南アフリカの歴史については、外務省のHPにわかりやすく紹介されています。本ページを読むと、南アフリカが何世紀にも渡り白人政府の支配下に置かれ、多くの黒人が差別を受けてきたことがわかります。過剰な黒人差別は「人類の人類に対する犯罪」とまで言われたアパルトヘイト政策という形をとり、黒人と白人の格差は決定的なものになりました。ネルソン・マンデラ氏らの運動によってアパルトヘイト政策が撤廃され、アフリカ最大の経済大国となった今でも、その時代に生まれた教育格差は労働者の就労格差へつながっていると言われています。
ユニセフ世界子ども白書によれば、南アフリカの初等教育就学率は86%とアフリカの中では高い水準となっていますが、アパルトヘイト時代に識字教育の機会に恵まれなかった黒人層は、今も貧困から抜け出せずに都市部のスラム街で暮らしており、それが高い失業率と犯罪率の温床になっているとされています。
教育が行き届かないことで就労の格差が生じ、それが治安の悪化へとつながるという負の連鎖が、南アフリカだけでなく多くの発展途上国で問題になっており、そのため、教育サービスを充実させることがそのような国々の課題となっています。南アフリカのズマ大統領も教育と技能開発を政策の中心に据えると強調しており、在南アフリカ共和国大使館のHPでは歳出優先分野のトップに「教育と保健の質の向上」が掲げられています。
このように発展途上国における教育の問題は緊急かつ重要な問題なのですが、この問題について目を向けているのが今回のW杯なのです。
1GOALキャンペーンで、世界の子どもに教育のパス
世界中の子どもたちに教育を行き渡らせるため、教育協力NGOネットワーク(JNNE)では、W杯に合せて「1GOAL(ワンゴール)キャンペーン」という運動を呼びかけています。これは、すべての人が教育を受けられる世界の実現に向けて、市民の声を世界のリーダーたちに届けるという運動で、参加方法は公式サイトから署名を送信するだけ。本キャンペーンのサポーターには、ゼップ・ブラッターFIFA会長をはじめ、ジダンやペレといったサッカー界のスターの名前も見受けられます。
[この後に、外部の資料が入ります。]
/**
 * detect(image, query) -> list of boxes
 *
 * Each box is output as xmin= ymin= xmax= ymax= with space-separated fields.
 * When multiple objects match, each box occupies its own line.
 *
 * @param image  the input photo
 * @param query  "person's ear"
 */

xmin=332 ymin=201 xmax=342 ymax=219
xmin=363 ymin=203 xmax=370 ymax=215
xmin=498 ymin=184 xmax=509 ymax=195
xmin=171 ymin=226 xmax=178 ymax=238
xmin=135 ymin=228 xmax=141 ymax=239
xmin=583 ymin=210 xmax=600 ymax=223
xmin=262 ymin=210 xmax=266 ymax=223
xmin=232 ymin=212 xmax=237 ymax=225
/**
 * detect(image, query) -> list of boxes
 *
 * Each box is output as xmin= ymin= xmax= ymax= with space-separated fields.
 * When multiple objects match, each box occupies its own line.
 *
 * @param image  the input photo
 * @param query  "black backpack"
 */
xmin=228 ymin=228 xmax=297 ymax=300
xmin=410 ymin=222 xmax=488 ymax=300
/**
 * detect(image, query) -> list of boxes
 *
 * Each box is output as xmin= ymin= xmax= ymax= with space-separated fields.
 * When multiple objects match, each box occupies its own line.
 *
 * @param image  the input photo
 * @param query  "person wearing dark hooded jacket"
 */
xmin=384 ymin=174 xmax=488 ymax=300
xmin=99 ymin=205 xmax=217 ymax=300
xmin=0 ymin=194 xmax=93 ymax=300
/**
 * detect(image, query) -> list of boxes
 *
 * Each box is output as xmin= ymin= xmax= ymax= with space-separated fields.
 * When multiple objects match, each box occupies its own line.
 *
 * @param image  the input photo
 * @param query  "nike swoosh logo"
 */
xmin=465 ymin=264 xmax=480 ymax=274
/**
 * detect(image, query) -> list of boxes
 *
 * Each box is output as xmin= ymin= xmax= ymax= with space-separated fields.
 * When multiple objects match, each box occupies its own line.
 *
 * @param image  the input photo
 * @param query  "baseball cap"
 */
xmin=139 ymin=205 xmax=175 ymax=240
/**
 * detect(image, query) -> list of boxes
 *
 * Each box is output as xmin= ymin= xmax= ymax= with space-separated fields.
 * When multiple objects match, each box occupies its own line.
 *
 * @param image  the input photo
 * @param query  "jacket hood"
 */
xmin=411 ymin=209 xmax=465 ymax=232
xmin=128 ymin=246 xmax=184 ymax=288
同サイトによれば、W杯会期中にはさまざまなキャンペーンが開催されるほか、開幕前日の6月10日には、南アフリカ政府と国連による教育サミットの開催も予定されているとのこと。興味を持たれた方は、ぜひ署名に参加してみてはいかがでしょうか。
W杯は子どもたちも注目する一大スポーツイベントです。しかし、少し違った視点から見てみると、サッカーの試合の90分だけがW杯ではないことがわかります。今大会は、意識される機会の少なかったアフリカの地にスポットが当たる大きなチャンスですので、これを機にアフリカの歴史や政治について学んでみるのもいいのかもしれません。